The deal follows the state's $1 billion certificate issue in May. Illinois initially anticipated issuing both note transactions before the fiscal year ended June 30 with repayment in fiscal 2010, but put the second piece on hold due to a lack of a budget agreement.
The state will close on the new transaction next week, ahead of the end of Illinois' so-called lapse period for spending. Under that policy, the state can pay bills incurred in fiscal 2009 with fiscal 2010 revenues for up to 60 days after the end of the prior fiscal year. The state closed out the fiscal year with nearly $4 billion in unpaid bills.
The Standard & Poor's outlook change marked the latest in a series of negative credit news the state has received since passage of its $54 billion fiscal 2010 budget last month that relied heavily on one-time revenue measures.
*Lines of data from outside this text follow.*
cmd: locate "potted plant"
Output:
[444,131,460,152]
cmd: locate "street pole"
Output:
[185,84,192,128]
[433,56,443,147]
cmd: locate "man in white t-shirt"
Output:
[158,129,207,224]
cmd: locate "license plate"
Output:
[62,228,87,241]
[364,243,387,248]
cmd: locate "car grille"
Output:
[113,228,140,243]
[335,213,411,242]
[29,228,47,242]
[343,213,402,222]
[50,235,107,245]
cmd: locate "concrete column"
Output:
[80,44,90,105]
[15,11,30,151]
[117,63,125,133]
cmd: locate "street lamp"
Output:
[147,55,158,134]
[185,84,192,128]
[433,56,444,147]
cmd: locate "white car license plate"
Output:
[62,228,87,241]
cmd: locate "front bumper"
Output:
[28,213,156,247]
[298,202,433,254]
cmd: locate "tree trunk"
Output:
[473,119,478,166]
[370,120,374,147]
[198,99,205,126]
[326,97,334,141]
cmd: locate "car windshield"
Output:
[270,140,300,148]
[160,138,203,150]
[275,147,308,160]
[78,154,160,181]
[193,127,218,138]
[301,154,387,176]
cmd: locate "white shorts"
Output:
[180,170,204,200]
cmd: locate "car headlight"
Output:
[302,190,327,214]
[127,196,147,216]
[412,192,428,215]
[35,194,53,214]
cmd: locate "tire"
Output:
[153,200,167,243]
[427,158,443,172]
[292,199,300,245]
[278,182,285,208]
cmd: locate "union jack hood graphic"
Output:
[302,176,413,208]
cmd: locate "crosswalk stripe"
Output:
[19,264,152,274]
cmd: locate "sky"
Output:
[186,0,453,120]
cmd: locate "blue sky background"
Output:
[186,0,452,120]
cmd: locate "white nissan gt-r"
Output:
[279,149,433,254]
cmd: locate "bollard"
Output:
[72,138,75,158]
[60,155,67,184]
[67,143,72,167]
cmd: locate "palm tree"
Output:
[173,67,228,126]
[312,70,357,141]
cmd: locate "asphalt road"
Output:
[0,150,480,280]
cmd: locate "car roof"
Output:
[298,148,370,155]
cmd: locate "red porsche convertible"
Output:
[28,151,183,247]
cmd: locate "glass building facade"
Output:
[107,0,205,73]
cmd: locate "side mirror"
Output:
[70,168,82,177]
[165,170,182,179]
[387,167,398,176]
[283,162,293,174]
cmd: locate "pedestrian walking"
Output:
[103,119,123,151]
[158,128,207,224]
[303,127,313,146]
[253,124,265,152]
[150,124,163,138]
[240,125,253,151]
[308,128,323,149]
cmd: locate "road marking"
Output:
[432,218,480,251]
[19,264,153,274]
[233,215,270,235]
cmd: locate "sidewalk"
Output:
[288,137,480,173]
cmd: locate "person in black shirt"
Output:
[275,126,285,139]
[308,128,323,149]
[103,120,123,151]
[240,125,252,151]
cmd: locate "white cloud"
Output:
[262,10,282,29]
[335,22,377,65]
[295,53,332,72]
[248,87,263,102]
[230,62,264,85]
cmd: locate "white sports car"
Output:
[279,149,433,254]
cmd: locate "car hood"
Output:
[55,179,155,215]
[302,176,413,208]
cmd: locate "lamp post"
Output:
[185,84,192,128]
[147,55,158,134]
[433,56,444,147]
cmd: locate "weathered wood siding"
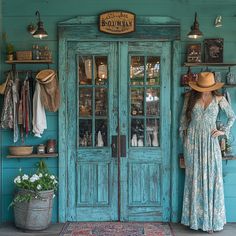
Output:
[0,0,236,222]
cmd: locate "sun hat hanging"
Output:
[36,69,60,112]
[189,72,224,92]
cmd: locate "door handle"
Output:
[120,135,126,157]
[111,135,118,157]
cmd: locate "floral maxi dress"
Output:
[180,97,235,231]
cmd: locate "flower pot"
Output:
[14,189,54,230]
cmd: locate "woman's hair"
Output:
[185,90,221,125]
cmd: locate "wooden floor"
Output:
[0,223,236,236]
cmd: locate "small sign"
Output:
[99,11,135,34]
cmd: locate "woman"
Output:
[180,72,235,233]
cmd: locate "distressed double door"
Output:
[67,42,171,221]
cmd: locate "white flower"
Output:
[14,175,21,184]
[31,174,39,180]
[22,174,29,180]
[37,184,42,190]
[30,176,36,183]
[50,175,55,179]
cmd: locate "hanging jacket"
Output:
[1,77,14,129]
[32,82,47,138]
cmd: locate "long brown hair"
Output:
[185,90,221,125]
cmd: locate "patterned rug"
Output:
[60,222,174,236]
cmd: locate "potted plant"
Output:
[11,161,58,230]
[6,43,14,61]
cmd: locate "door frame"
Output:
[58,16,180,222]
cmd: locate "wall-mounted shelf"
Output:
[184,62,236,67]
[179,154,236,169]
[5,60,53,64]
[7,153,58,158]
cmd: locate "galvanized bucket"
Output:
[14,189,54,230]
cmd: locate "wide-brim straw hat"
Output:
[189,72,224,92]
[36,69,60,112]
[36,69,55,83]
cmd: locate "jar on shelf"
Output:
[47,139,56,153]
[37,144,45,154]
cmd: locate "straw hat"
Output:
[189,72,224,92]
[36,69,55,83]
[36,69,60,112]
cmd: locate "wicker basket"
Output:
[16,51,32,60]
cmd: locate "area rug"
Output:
[60,222,174,236]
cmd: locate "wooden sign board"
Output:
[99,11,135,34]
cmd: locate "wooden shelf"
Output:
[7,153,58,158]
[5,60,52,64]
[179,154,236,169]
[184,62,236,67]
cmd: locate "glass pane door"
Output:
[78,55,109,147]
[129,55,160,147]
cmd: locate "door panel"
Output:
[67,42,170,221]
[119,42,170,221]
[67,42,118,221]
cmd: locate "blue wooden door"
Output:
[67,42,170,221]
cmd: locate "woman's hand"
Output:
[211,129,225,138]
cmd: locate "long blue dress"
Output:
[180,97,235,231]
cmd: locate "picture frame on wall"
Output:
[204,38,224,63]
[187,43,202,63]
The state late Wednesday released an addendum to its offering statement with an official notice notifying potential bidders of the outlook change.
Standard & Poor's downgraded the state to AA-minus from AA in March and its outlook this week was changed to negative from stable, leaving the state some room to address its fiscal balance in early 2010. Fitch late last month downgraded the state's GO rating two notches to A. Moody's in April lowered the state's rating one notch to A1. It then last month placed the credit on watch for a possible downgrade.
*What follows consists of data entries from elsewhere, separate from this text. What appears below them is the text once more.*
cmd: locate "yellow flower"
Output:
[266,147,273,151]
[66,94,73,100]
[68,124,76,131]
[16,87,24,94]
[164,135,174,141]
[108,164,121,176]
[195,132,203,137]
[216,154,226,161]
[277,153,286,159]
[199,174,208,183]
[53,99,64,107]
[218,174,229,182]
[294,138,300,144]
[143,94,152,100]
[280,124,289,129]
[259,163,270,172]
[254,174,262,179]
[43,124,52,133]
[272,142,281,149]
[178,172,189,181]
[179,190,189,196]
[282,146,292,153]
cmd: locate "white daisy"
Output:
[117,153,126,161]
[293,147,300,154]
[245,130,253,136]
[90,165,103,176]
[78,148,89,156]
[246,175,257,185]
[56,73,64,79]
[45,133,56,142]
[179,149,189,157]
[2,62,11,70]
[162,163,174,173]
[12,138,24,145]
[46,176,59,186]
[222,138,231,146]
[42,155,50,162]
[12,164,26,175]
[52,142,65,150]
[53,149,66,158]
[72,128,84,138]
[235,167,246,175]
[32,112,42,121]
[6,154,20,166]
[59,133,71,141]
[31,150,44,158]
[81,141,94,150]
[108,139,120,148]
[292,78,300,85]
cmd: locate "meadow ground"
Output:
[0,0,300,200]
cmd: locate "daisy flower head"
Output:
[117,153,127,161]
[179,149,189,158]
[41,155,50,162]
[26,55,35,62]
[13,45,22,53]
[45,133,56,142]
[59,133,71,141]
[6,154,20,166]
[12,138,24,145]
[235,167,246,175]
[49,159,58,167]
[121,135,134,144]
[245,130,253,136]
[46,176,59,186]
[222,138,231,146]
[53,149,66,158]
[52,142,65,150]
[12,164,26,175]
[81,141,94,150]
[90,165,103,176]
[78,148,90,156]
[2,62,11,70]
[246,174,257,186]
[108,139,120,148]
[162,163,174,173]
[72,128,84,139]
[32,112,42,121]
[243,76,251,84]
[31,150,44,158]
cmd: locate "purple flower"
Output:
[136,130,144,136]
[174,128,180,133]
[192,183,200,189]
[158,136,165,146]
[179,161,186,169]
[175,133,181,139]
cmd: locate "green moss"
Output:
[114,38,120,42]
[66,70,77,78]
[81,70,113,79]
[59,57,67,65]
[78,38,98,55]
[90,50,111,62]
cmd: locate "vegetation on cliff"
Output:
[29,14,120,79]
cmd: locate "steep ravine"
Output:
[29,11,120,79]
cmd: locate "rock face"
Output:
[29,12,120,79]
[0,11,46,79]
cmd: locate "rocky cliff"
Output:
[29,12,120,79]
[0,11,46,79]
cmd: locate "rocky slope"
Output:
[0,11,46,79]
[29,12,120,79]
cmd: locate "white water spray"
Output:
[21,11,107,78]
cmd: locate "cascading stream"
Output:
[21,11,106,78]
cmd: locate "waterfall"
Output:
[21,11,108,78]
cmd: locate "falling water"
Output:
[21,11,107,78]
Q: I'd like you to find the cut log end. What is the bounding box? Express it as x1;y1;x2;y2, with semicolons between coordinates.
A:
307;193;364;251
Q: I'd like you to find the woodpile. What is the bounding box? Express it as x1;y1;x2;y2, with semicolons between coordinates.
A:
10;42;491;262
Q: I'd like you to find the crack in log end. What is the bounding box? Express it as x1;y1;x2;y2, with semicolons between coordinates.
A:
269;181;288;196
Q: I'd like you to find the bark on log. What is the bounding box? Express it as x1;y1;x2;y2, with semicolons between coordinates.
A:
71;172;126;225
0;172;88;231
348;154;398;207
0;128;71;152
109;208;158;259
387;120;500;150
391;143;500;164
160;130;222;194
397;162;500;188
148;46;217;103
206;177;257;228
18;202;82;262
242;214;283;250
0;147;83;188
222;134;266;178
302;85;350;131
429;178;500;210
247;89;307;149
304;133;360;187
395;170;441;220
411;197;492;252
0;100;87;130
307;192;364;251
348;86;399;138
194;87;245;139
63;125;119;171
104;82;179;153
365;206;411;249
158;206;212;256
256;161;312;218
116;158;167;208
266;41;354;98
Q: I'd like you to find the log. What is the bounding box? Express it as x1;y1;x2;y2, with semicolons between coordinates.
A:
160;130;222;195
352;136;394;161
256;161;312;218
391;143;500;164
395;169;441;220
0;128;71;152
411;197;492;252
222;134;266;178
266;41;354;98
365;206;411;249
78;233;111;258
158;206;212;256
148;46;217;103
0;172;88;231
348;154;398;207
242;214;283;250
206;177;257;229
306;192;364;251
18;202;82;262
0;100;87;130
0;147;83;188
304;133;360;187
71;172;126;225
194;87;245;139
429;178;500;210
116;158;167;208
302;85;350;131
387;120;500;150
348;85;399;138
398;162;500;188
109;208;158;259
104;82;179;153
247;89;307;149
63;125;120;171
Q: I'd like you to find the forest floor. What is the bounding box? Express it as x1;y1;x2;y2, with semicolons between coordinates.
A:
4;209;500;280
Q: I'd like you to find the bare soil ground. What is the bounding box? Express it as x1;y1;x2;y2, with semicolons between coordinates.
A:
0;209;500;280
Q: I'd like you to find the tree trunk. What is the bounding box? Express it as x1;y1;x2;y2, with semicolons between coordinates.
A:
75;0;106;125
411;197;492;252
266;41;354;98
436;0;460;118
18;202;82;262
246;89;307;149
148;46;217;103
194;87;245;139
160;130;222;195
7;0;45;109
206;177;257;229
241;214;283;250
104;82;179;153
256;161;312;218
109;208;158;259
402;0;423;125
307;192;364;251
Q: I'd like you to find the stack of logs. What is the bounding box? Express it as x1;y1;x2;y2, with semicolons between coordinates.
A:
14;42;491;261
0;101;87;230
"We base the outlook revision on Illinois' failure to address the fiscal 2009 deficit and its high reliance on nonrecurring measures in the enacted fiscal 2010 budget," Standard & Poor's analyst Robin Prunty wrote. "The absence of recurring solutions in the next year to deal with the current budget challenges will likely result in a downgrade."
Analysts took lawmakers to task for their failure to adopt a more sound budget, saying the state has the power to address it problems by limiting spending or raising revenues, but lawmakers were unwilling to do so. "We believe Illinois' willingness to implement difficult and politically unpopular measures to restore budget balance is questionable," Prunty said.
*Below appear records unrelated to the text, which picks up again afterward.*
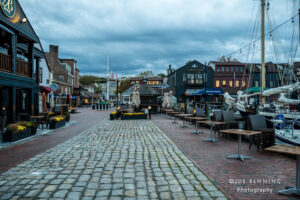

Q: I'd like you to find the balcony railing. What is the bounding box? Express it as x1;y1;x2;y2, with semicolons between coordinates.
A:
0;53;12;72
17;59;32;78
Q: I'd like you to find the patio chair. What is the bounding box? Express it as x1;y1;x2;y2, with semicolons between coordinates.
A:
249;115;275;151
17;113;30;121
197;109;206;117
214;111;223;121
222;111;239;128
36;113;49;130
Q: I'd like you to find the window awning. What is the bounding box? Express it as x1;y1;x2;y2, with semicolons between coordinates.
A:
185;88;224;96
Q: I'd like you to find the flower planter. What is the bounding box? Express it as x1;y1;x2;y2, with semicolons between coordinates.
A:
65;115;70;122
121;114;147;120
30;126;37;135
49;120;66;129
3;127;31;142
109;114;116;120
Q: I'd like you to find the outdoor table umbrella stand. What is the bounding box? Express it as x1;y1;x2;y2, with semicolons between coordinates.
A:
191;120;203;134
203;124;219;143
227;135;252;162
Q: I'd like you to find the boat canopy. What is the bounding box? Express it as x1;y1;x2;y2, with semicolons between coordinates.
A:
185;88;224;96
243;87;269;93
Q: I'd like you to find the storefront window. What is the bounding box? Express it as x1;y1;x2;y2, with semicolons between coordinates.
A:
187;74;195;84
195;74;203;85
222;80;226;86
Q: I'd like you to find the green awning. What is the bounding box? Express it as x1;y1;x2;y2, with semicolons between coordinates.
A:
243;87;269;93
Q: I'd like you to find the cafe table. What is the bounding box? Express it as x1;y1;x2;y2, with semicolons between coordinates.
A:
220;129;261;162
265;144;300;196
169;111;182;123
185;117;207;134
198;120;226;143
165;109;174;118
175;114;193;128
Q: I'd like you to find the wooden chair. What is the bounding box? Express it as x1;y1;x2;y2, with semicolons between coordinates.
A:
222;111;239;128
249;115;275;151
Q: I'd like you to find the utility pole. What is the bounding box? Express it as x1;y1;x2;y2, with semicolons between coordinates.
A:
261;0;266;104
106;51;109;101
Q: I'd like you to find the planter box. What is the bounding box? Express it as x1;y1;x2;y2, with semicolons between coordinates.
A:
30;127;37;135
65;115;70;122
49;120;66;129
3;127;31;142
121;114;147;120
109;114;116;120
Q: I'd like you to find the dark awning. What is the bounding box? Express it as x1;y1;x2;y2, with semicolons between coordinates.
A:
41;86;54;93
185;88;224;96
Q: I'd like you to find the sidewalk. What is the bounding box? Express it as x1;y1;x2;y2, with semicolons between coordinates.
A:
0;119;226;200
152;115;299;200
0;108;110;173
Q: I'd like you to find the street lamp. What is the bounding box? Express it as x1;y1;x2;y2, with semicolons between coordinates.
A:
148;106;151;119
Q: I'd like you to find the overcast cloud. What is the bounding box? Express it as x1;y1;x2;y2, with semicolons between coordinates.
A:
19;0;297;76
Gov. Pat Quinn pushed for an income tax increase but lawmakers refused, while Quinn countered that deeper cuts would harm social services. The budget ultimately relied on some cuts, but also one-time maneuvers, like issuing $3.4 billion to cover a portion of the state's pension payment. Lawmakers will need to address the state's revenue situation, however, early next year as the current budget puts it on track to end the fiscal year with a $3.4 billion deficit.
Factors that support the state's credit include its deep and diverse economy, anchored by the Chicago metropolitan region; above-average income levels; and almost unlimited ability to raise tax and other revenues.
In addition to its dwindling revenue collections and lack of action to fully balance the budget, the state is strained by a $73 billion unfunded pension liability and low general fund reserves, Standard & Poor's wrote.